A red balloon tickles childhood fantasies,
floats within Long Meadow's embrace
of grand oaks and stately elms,
whispers "anything is possible".

White-throated sparrows serenade with age-old song,
thrushes industriously scratch leaf litter,
ravens wing their way over Payne Hill.

Exuberant fingers point, youthful laughter explodes,
and Olmsted's vision is realized.

by Margaret Bednar, July 10, 2015


I remember crying when I was about 7 years old over a balloon I had "befriended" for days and then seeing this short film in middle school years later.  The impression of this film has never left me.

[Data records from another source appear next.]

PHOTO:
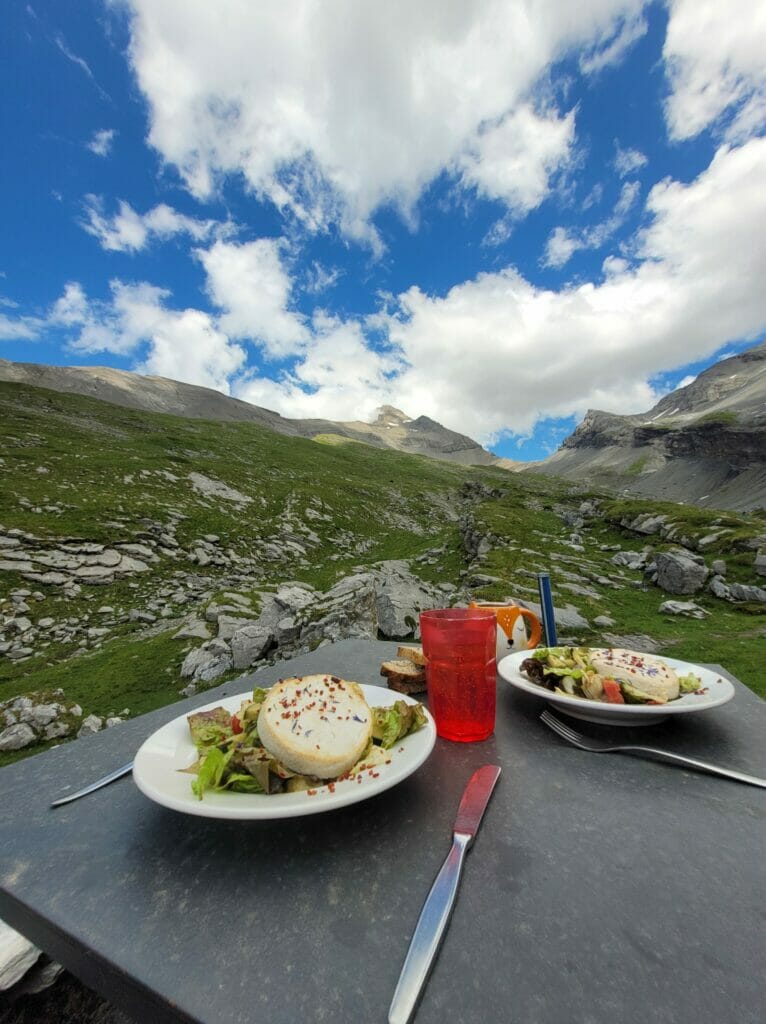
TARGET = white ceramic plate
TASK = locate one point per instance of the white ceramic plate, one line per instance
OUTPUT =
(156, 770)
(715, 690)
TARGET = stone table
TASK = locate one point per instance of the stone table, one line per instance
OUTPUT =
(600, 888)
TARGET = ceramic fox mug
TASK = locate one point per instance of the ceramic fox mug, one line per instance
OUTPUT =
(512, 634)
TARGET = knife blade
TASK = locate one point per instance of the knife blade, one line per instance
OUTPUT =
(104, 780)
(438, 905)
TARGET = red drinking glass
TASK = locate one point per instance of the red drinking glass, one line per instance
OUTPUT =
(459, 645)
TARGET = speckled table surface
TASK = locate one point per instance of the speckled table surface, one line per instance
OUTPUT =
(599, 888)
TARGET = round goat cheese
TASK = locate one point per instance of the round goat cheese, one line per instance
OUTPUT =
(315, 725)
(645, 673)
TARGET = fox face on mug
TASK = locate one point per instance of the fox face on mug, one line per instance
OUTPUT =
(513, 633)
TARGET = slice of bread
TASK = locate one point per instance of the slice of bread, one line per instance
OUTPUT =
(403, 676)
(315, 725)
(412, 653)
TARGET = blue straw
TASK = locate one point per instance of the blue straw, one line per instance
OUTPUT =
(546, 607)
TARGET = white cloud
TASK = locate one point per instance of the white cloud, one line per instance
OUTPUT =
(560, 247)
(343, 108)
(340, 377)
(249, 283)
(497, 353)
(628, 161)
(182, 344)
(714, 54)
(100, 143)
(19, 328)
(131, 231)
(612, 44)
(321, 279)
(514, 158)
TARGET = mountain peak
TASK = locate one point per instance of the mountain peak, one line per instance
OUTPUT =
(388, 416)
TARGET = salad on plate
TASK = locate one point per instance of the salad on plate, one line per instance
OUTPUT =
(302, 733)
(607, 675)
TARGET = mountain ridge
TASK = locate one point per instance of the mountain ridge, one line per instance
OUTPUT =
(392, 428)
(704, 443)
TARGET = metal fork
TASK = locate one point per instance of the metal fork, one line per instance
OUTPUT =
(569, 734)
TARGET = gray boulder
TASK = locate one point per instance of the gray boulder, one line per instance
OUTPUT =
(741, 592)
(399, 597)
(208, 662)
(228, 625)
(687, 608)
(15, 737)
(632, 559)
(680, 571)
(250, 643)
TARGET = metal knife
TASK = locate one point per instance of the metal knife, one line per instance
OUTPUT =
(438, 905)
(117, 773)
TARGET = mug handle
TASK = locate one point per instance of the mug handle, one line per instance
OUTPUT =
(507, 617)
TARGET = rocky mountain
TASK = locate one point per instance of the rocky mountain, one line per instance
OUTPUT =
(391, 428)
(704, 444)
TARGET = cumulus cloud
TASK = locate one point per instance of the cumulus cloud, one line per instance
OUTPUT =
(499, 352)
(182, 344)
(249, 283)
(18, 328)
(339, 377)
(344, 108)
(714, 55)
(514, 158)
(131, 231)
(100, 142)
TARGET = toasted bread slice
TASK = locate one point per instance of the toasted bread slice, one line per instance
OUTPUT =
(403, 676)
(316, 725)
(412, 653)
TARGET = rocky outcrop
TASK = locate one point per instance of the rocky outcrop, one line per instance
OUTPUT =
(390, 428)
(383, 602)
(704, 443)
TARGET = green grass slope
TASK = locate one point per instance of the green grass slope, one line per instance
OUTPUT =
(78, 468)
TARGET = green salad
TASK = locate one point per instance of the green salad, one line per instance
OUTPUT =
(231, 757)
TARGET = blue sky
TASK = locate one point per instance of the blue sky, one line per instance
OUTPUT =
(497, 214)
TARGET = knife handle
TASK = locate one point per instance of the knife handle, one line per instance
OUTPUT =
(428, 932)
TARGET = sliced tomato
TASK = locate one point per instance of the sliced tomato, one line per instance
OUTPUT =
(612, 692)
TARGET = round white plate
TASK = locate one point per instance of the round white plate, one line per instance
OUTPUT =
(156, 770)
(715, 690)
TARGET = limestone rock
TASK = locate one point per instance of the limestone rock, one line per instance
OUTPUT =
(90, 726)
(15, 737)
(208, 662)
(250, 643)
(679, 571)
(687, 608)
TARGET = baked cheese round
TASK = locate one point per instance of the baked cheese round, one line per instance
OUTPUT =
(315, 725)
(645, 673)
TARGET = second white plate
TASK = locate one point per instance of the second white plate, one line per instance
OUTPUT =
(714, 691)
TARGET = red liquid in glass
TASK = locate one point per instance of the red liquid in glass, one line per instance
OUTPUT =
(461, 672)
(462, 697)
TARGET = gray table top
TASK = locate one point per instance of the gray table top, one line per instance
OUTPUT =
(599, 888)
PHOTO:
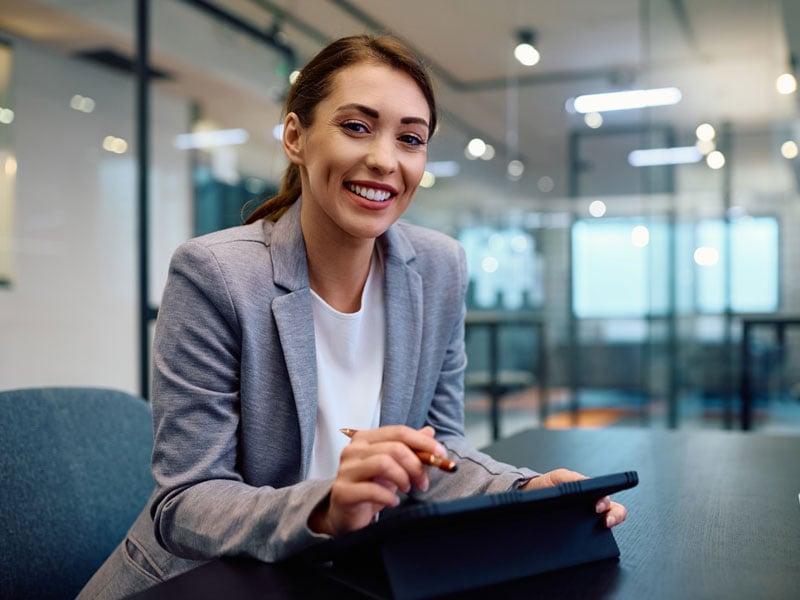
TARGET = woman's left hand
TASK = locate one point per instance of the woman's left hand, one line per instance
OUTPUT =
(614, 511)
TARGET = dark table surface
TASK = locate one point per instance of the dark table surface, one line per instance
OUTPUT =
(715, 515)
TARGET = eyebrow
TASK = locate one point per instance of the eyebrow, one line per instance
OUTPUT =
(371, 112)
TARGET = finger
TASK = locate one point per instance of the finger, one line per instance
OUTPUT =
(399, 452)
(603, 504)
(418, 440)
(393, 463)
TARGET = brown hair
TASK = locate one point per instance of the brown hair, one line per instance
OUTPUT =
(314, 84)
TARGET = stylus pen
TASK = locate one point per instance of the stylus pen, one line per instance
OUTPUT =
(445, 464)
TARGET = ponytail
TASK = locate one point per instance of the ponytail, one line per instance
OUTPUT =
(272, 208)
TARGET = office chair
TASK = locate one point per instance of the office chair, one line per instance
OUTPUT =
(74, 475)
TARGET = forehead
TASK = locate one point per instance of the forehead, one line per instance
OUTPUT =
(380, 87)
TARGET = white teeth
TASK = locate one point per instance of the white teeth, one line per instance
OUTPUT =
(369, 193)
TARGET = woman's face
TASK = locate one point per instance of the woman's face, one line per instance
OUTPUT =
(363, 156)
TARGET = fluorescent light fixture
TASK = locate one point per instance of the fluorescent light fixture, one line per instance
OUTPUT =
(665, 156)
(211, 139)
(444, 168)
(626, 100)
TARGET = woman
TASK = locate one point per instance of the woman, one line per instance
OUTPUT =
(321, 312)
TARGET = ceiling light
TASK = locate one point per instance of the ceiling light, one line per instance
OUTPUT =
(428, 180)
(475, 148)
(515, 169)
(443, 168)
(625, 100)
(593, 120)
(786, 84)
(210, 139)
(789, 149)
(705, 132)
(597, 208)
(715, 160)
(665, 156)
(525, 52)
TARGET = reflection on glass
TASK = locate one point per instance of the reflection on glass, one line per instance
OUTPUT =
(8, 166)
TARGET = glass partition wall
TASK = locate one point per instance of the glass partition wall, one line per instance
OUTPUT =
(615, 265)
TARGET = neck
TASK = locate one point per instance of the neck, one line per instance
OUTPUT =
(338, 269)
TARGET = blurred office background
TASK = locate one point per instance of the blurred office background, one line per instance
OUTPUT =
(629, 267)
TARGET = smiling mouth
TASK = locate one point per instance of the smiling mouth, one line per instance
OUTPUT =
(369, 193)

I have been gone for over a week visiting my son in Brooklyn.  I thoroughly enjoy Prospect Park and am quite smitten with its creator, Frederick Law Olmsted.  Purchased a six volume set of his letters and it is quite a walk through the history of his time.  He was a man of many passions, the most known his "foresight of how large American cities would become and his designs for parks and suburbs to enhance the lives of their future inhabitants" (Central Park perhaps being his most famous - but arguably not his greatest achievement)  Niagara Falls, Capital Building, Boston's "Emerald Necklace" and so much more.  He was a journalist for the budding "New York (daily) Times and traveled to the South and became a leading writer against the institution of slavery in America.

PBS has an excellent series on him - Designing America - if you are so inclined to search it out.

This is linked with "Imaginary Garden with Real Toads - The Edge - what will we never outgrow?"  I hope I never outgrow a childlike wonder for nature and a belief that anything is possible.

An interesting article HERE, with an excerpt I snatched below. It explains the title "Greensward" a bit.

The "Pastoral" Style

Olmsted used the style of the Beautiful—or as he usually called it, the pastoral—to create a sense of the peacefulness of nature and to sooth and restore the spirit. The Pastoral style was the basic mode of his park designs, which he intended to serve as the setting for "unconscious or indirect recreation." The chief purpose of a park, he taught, was "an effect on the human organism by an action of what it presents to view, which action, like that of music, is of a kind that goes back of thought, and cannot be fully given the form of words."11 In such designs there were broad spaces of greensward, broken occasionally by groves of trees. The boundary was indistinct, due to the "obscurity of detail further away" produced by the uneven line and intricate foliage of the trees on the edge of the open space. In other parts the reflection of foliage by bodies of water introduced another element of intricacy and indistinctness. The effect was reminiscent of parks on estates that Olmsted had seen in England, and it was the image of the rich turf of that country, which he described as "green, dripping, glistening, gorgeous," when he first saw it, that remained for him the model of the Pastoral style.